In computer engineering, Halt and Catch Fire, known by the assembly mnemonic HCF, is an idiom referring to a computer machine code instruction that causes the computer's central processing unit (CPU) to cease meaningful operation, typically requiring a restart of the computer. It originally referred to a fictitious instruction in IBM System/360 computers, making a joke about its numerous non-obvious instruction mnemonics. With the advent of the MC6800, a design flaw was discovered by the programmers. Due to incomplete opcode decoding, two illegal opcodes, 0x9D and 0xDD, will cause the program counter on the processor to increment endlessly, which renders the processor useless. Those codes have been unofficially named HCF. During the design process of MC6802, engineers originally planned to remove this instruction, but kept it as-is for testing purposes. As a result, HCF was officially recognized as a real instruction. Later, HCF became a humorous catch-all term for instructions that may freeze a processor, including intentional instructions for testing purposes, and unintentional illegal instructions. Some are considered hardware defects, and if the system is shared, a malicious user can execute it to launch a denial-of-service attack. In the case of real instructions, the implication of this expression is that, whereas in most cases in which a CPU executes an unintended instruction (a bug in the code) the computer may still be able to recover, in the case of an HCF instruction there is, by definition, no way for the system to recover without a restart. The expression "catch fire" is a facetious exaggeration of the speed with which the CPU chip would be switching some bus circuits, causing them to overheat and burn.

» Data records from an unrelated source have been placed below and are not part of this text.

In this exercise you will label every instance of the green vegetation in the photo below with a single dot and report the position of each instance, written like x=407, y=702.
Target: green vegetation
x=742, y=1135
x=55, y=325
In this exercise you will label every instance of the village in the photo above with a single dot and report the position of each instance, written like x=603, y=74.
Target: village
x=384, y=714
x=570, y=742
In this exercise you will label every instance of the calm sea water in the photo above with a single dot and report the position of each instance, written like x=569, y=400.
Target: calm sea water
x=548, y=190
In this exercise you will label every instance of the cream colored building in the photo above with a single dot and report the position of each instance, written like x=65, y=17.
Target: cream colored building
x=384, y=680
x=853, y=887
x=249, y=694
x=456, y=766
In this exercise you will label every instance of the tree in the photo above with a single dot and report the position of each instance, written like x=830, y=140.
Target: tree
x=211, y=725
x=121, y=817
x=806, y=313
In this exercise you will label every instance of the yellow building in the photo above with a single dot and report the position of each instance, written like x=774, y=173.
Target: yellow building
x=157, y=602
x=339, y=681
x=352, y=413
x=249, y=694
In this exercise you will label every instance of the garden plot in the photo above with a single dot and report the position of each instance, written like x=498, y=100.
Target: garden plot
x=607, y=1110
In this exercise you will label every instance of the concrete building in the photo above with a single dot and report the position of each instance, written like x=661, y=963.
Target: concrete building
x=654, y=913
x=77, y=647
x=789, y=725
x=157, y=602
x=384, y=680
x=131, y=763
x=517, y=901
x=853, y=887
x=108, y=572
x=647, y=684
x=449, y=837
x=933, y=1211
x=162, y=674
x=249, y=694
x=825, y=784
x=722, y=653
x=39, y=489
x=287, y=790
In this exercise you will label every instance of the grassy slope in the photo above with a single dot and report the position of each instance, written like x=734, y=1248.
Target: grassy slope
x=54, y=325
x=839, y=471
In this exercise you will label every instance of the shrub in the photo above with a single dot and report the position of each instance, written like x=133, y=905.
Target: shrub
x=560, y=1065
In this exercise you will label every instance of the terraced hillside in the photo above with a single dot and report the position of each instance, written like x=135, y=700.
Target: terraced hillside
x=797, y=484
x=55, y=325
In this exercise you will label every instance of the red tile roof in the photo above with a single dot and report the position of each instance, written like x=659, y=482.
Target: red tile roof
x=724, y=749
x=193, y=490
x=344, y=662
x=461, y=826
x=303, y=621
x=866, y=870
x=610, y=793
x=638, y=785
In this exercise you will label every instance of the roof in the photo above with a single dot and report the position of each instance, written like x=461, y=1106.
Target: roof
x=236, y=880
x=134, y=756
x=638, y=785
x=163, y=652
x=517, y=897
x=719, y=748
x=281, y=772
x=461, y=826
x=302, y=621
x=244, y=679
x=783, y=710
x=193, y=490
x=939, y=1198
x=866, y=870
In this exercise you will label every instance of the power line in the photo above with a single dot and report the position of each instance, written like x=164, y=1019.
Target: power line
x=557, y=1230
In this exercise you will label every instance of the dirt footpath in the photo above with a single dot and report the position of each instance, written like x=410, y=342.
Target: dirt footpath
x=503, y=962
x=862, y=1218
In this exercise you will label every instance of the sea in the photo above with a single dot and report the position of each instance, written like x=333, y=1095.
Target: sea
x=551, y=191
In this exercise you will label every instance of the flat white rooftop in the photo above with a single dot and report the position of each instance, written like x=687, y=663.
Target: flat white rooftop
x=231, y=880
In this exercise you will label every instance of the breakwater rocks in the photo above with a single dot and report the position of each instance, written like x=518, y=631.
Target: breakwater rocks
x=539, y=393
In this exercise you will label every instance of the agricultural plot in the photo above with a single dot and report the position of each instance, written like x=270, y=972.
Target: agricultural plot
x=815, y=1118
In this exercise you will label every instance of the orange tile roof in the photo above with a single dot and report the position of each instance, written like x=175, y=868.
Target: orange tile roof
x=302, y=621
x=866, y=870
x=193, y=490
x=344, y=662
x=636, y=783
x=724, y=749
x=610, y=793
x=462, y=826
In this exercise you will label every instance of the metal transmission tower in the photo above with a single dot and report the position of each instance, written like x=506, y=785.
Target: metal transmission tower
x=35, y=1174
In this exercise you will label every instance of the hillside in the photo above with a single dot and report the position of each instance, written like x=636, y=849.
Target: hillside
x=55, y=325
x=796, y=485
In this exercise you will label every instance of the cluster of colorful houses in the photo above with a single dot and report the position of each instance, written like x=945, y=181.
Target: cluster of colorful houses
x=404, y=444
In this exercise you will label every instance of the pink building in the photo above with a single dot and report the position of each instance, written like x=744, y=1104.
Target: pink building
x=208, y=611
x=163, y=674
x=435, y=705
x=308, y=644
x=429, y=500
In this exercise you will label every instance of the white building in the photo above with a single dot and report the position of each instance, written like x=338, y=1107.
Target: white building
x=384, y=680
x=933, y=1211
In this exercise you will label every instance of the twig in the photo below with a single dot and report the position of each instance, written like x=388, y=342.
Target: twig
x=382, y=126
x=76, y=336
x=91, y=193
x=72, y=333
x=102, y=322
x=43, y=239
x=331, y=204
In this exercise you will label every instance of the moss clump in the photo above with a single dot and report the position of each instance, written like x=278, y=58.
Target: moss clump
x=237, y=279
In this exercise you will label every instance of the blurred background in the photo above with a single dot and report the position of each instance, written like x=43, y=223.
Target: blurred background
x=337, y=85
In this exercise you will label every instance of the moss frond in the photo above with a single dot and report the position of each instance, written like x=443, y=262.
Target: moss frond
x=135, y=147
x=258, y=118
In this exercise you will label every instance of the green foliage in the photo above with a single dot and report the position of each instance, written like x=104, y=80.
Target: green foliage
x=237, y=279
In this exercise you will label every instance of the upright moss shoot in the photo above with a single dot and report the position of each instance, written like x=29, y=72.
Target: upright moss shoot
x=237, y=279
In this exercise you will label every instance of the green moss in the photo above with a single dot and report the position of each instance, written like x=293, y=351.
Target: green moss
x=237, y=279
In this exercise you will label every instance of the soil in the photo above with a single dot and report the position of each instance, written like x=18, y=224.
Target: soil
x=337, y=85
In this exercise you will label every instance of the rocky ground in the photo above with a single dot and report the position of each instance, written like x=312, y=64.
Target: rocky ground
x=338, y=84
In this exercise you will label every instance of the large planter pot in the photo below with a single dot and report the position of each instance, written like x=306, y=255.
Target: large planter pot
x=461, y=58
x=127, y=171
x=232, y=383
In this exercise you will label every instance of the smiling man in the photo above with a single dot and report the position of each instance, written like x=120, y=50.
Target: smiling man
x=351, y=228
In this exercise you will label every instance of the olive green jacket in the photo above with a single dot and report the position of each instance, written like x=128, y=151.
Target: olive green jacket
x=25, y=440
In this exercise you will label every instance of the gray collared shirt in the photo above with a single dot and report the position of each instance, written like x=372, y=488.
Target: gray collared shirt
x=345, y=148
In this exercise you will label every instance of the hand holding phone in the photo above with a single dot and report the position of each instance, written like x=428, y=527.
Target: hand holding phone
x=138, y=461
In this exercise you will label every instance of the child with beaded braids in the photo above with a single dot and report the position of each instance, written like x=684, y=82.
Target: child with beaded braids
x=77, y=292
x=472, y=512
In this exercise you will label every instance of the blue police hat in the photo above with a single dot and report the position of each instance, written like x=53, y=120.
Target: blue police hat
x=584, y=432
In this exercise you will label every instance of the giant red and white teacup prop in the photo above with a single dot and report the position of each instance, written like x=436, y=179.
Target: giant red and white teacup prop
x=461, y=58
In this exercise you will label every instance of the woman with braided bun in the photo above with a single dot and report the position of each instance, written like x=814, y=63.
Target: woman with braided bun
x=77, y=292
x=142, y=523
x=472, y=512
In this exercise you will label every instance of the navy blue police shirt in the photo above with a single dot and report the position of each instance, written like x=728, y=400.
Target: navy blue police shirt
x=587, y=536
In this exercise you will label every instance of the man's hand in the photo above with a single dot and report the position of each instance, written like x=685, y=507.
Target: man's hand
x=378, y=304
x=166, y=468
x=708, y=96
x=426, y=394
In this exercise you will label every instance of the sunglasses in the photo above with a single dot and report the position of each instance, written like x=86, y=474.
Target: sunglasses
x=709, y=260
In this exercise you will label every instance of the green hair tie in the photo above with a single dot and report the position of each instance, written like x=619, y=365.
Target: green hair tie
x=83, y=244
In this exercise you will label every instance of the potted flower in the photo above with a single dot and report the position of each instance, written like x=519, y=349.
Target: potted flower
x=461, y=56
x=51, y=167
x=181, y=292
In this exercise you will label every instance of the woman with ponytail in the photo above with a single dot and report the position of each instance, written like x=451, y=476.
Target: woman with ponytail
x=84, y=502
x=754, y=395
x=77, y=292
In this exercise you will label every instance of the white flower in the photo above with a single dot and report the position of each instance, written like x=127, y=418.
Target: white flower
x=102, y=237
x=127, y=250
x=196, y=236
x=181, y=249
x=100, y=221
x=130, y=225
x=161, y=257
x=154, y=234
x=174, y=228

denial-of-service malicious user central processing unit

1. Etymology

Apocryphal stories connect this term with an illegal opcode in IBM System/360. A processor, upon encountering the instruction, would start switching bus lines very fast, potentially leading to overheating.[1][2]

2. Assembly Language Mnemonics

In a computer's assembly language, mnemonics are used that are directly equivalent to machine code instructions. The mnemonics are frequently three letters long, such as ADD, CMP (to compare two numbers), and JMP (jump to a different location in the program). The HCF instruction was originally a fictitious assembly language instruction, said to be under development at IBM for use in their System/360 computers, along with many other amusing three-letter acronyms like XPR (Execute Programmer) and CAI (Corrupt Accounting Information),[3] and similar to other joke mnemonics such as "SDI" for "Self Destruct Immediately"[3] and "CRN" for Convert to Roman Numerals.[4] A list of such mnemonics, including HCF, shows up as "Overextended Mnemonics" in the April 1980 Creative Computing flip-side parody issue.[5]

The IBM System/360 already included numerous non-obvious mnemonics like ZAP (Zero and Add Packed), EDMK (EDit and MarK), TRT (TRanslate and Test), and Read Backward (an I/O channel command),[6] and programmers began creating similarly cryptic, but fictitious, instructions in a humorous vein.[7][8]

In a 1990 USENET discussion, it was claimed that HCF dated back to before 1977.[9][10]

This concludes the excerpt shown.